Taiwan reagierte rechtzeitig

Chuang befürchtete während seines Besuchs in China bereits, dass die Krankheit hochansteckend und von Mensch zu Mensch übertragbar sei. Nach seiner Rückkehr in Taipeh teilte er dies seinen Vorgesetzten umgehend mit.

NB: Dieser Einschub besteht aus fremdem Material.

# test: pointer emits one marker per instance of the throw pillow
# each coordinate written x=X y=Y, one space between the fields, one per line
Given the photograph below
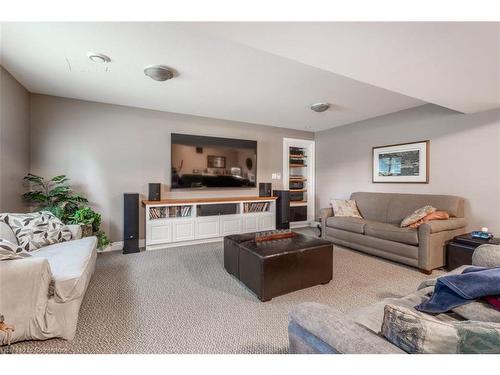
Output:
x=417 y=215
x=437 y=215
x=9 y=250
x=345 y=207
x=416 y=332
x=37 y=229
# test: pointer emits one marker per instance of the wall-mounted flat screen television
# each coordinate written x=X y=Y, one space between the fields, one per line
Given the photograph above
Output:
x=209 y=162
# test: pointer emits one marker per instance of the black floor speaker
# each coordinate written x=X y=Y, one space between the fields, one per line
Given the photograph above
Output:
x=282 y=209
x=130 y=223
x=154 y=192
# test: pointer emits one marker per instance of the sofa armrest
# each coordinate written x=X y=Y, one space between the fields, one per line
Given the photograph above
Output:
x=76 y=231
x=436 y=226
x=325 y=213
x=331 y=327
x=432 y=239
x=24 y=294
x=487 y=255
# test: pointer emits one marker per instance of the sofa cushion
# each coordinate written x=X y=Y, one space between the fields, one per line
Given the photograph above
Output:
x=7 y=234
x=417 y=215
x=37 y=229
x=350 y=224
x=345 y=207
x=392 y=232
x=69 y=262
x=417 y=332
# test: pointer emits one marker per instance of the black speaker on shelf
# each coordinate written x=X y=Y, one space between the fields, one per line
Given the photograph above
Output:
x=130 y=223
x=282 y=209
x=154 y=192
x=264 y=189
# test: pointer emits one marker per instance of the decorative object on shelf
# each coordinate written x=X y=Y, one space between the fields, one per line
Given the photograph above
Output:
x=55 y=195
x=154 y=191
x=216 y=161
x=265 y=189
x=406 y=162
x=484 y=235
x=274 y=235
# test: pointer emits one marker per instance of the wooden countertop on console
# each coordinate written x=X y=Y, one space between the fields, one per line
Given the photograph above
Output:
x=207 y=200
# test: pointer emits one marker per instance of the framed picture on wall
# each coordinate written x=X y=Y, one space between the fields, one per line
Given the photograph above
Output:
x=405 y=162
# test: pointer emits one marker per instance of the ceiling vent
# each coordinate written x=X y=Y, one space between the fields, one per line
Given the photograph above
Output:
x=98 y=57
x=159 y=72
x=320 y=107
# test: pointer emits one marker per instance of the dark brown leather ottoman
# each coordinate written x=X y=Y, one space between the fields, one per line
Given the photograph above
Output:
x=276 y=267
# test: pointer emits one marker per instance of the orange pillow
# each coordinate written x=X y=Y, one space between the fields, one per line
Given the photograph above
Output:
x=436 y=215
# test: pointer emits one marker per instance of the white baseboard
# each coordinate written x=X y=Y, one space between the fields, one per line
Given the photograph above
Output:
x=118 y=246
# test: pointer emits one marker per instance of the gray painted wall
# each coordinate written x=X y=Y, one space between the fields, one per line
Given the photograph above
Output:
x=107 y=150
x=14 y=141
x=464 y=158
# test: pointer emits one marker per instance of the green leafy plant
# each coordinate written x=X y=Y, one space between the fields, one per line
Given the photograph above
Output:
x=87 y=217
x=54 y=195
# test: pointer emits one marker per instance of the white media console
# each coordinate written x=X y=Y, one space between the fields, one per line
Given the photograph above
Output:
x=175 y=222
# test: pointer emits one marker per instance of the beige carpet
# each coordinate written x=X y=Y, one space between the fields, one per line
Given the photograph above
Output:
x=181 y=300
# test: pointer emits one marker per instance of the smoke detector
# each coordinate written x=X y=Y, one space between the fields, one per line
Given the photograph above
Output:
x=159 y=72
x=98 y=57
x=320 y=107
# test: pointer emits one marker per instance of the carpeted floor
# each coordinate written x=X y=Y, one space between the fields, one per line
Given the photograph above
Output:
x=181 y=300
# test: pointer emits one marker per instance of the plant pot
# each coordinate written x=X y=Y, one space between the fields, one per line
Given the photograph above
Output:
x=86 y=230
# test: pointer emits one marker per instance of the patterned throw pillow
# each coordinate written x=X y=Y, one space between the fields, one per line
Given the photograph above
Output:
x=9 y=250
x=416 y=332
x=417 y=215
x=345 y=207
x=437 y=215
x=38 y=229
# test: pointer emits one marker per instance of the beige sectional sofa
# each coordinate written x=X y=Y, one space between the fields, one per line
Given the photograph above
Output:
x=379 y=231
x=41 y=295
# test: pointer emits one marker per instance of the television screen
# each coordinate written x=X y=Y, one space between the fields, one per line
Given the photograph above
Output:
x=211 y=162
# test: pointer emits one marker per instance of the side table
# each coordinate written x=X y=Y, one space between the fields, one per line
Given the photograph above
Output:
x=459 y=250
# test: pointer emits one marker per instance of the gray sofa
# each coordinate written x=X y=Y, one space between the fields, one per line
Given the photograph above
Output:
x=41 y=295
x=379 y=233
x=317 y=328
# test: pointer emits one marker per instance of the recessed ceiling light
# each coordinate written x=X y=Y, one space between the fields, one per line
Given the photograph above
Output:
x=320 y=107
x=159 y=72
x=98 y=57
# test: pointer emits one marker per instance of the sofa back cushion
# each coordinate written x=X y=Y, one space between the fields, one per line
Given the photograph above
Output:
x=416 y=332
x=394 y=207
x=37 y=229
x=6 y=233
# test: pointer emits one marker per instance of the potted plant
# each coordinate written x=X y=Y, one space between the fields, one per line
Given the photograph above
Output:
x=55 y=195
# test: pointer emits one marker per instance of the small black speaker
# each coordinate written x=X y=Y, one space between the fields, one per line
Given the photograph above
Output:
x=264 y=189
x=130 y=223
x=282 y=209
x=154 y=192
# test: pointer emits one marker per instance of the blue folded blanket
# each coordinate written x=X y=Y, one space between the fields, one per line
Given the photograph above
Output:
x=455 y=290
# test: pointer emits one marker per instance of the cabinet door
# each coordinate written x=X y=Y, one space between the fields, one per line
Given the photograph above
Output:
x=160 y=233
x=230 y=224
x=182 y=230
x=266 y=222
x=250 y=223
x=207 y=227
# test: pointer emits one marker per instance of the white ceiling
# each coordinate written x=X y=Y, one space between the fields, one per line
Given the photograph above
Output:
x=260 y=73
x=452 y=64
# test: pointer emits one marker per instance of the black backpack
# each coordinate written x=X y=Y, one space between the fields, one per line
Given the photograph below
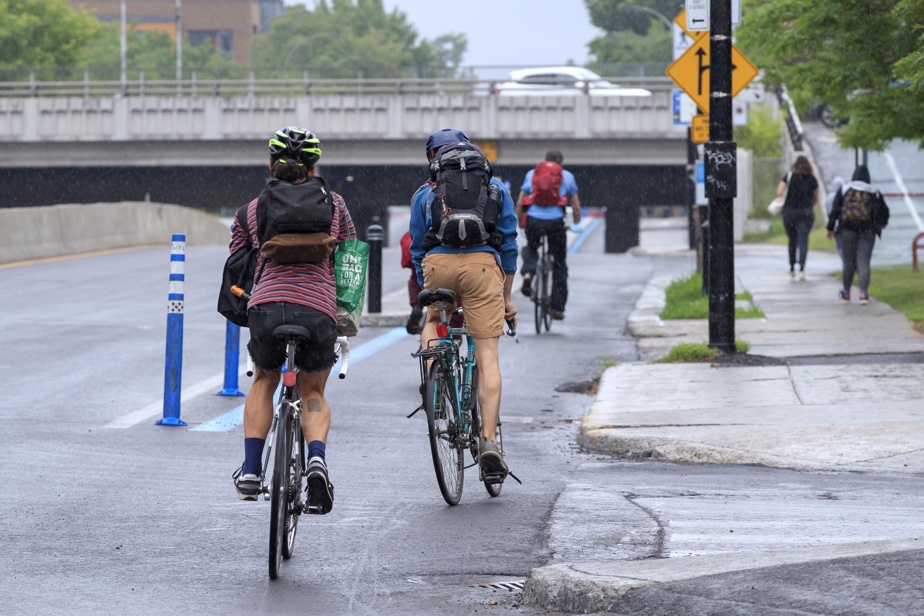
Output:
x=294 y=221
x=239 y=271
x=464 y=204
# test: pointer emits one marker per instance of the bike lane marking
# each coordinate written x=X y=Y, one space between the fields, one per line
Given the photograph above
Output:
x=235 y=417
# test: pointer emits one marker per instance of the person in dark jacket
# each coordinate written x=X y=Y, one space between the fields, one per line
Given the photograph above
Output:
x=858 y=215
x=798 y=211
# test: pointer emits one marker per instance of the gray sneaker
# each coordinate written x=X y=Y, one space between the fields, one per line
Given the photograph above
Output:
x=247 y=486
x=320 y=491
x=492 y=460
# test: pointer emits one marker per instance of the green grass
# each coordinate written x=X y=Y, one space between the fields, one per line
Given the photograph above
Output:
x=901 y=288
x=697 y=352
x=684 y=299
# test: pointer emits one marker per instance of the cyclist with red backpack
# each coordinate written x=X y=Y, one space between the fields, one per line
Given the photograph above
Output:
x=546 y=191
x=464 y=238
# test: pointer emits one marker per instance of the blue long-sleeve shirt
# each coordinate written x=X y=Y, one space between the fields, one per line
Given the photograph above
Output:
x=506 y=226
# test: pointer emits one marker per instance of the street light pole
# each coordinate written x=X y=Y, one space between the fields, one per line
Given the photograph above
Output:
x=123 y=62
x=179 y=40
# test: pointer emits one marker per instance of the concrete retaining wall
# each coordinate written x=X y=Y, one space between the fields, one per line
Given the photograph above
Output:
x=58 y=230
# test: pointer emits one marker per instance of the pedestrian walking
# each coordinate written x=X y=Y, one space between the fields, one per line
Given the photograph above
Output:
x=858 y=215
x=801 y=190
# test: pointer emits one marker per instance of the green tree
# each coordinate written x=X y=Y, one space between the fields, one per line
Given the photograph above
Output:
x=864 y=60
x=634 y=32
x=346 y=38
x=43 y=33
x=154 y=53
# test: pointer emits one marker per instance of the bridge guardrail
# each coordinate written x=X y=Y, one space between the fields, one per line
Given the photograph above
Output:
x=205 y=88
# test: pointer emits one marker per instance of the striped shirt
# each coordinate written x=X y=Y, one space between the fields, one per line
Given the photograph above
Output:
x=305 y=284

Taiwans Gesundheitsbehörde gab ihre Ergebnisse auf einer Pressekonferenz am 16. Januar bekannt und aktivierte ein zentrales Epidemie-Kommandozentrum, um einen strengen, stufenweisen Epidemie-Reaktionsplan zu überwachen. Bis heute gab es in Taiwan lediglich 440 Corona-Fälle und sechs Todesopfer (Stand: 8. Mai, Johns Hopkins University).

Chuang ist immer noch unsicher, wie viel seine chinesischen Amtskollegen wussten oder bereit waren, ihm mitzuteilen. Als sie sich verabschiedeten, hätten diese einen Satz auf Chinesisch gesagt, erinnert sich der Experte im Gespräch mit „The Telegraph“: „Wenn der Frühling kommt und die Blütezeit beginnt, können wir nach diesem Ausbruch ein Treffen in Wuhan oder Taipeh zu dieser Epidemie abhalten.“

„Offensichtlich hofften sie also, den Ausbruch unter Kontrolle zu bringen, aber ich weiß nicht, ob das wahr ist oder nicht“, so Chuang.